Ya, I'm just wondering why there is no barring.
On which one? The rooster or the chick?
The rooster has no barring because he just does not have the barring gene.
I'm pretty confident that the chick does have the barring gene (because he has the light head spot), but he does not yet have enough feathers to look barred. That will happen as he grows.
I could be wrong, but I've heard females can sometimes have a small spot, and males a larger one. I'm definitely not an expert in the subject though.
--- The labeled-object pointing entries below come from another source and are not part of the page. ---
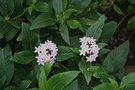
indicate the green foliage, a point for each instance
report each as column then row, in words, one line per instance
column 25, row 24
column 96, row 29
column 131, row 23
column 116, row 59
column 23, row 57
It depends on whether you are dealing with purebreds of a barred breed (like Barred Rocks) or a cross of barred x not-barred (which is what you have.)
Barred Rocks have headspots on males and females (bigger ones on males, smaller ones on females.) But for sex-linked crosses like you have, the males have head spots (any size) and the females do not.
The genetics involved:
The barring gene is incompletely dominant. A male with one barring gene will have a smaller head spot than a male with two barring genes. A male with two barring genes will grow up to have an overall lighter color (more white/less black) than a male with one barring gene.
Because barring is on the Z sex chromosome, a female can never have more than one barring gene. She has chromosomes ZW, while a male has ZZ.
In the breeds that are pure for barring, the males have two barring genes (on their two Z chromosomes), and the females have one. That means the females have the smaller head spot and overall darker color, while the males have the larger head spot and overall lighter color.
But in mixed-breed chicks, it can go several ways:
--a barred hen with an unbarred rooster will produce chicks where only the males have barring (one barring gene) and the females have none at all. This is because the mother gives her Z chromosome (with barring) to her sons, and her W chromosome to her daughters (makes them female, but does not have barring.) This is what your cross is.
--a rooster with two barring genes, mated with an unbarred hen, will produce sons and daughters that each have one barring gene (he gives a Z chromosome, with barring, to every chick.) These chicks cannot be sexed by looking for barring or not-barred, because they are all alike with one barring gene each.
--a rooster with one barring gene, mated with an unbarred hen, will give the barring to half of his chicks (half of males and half of females), and will give non-barring to the other half of his chicks (half of males and half of females.) His chicks are not color-sexable either.
--a rooster with one barring gene will give the barring to half of his chicks and not to the other half. If he is mated with a hen who is barred, that means some sons will have two barring genes (one from each parent) and some sons will have just one barring gene (from the mother.) The daughters all get a W chromosome from the mother, but they may get barring or no-barring from the father. So there will be some daughters with no barring (easy to recognize), some sons with two barring genes (somewhat easy to recognize) and lots of chicks with one barring gene (some males and some females, with no chance of sexing these ones by color.)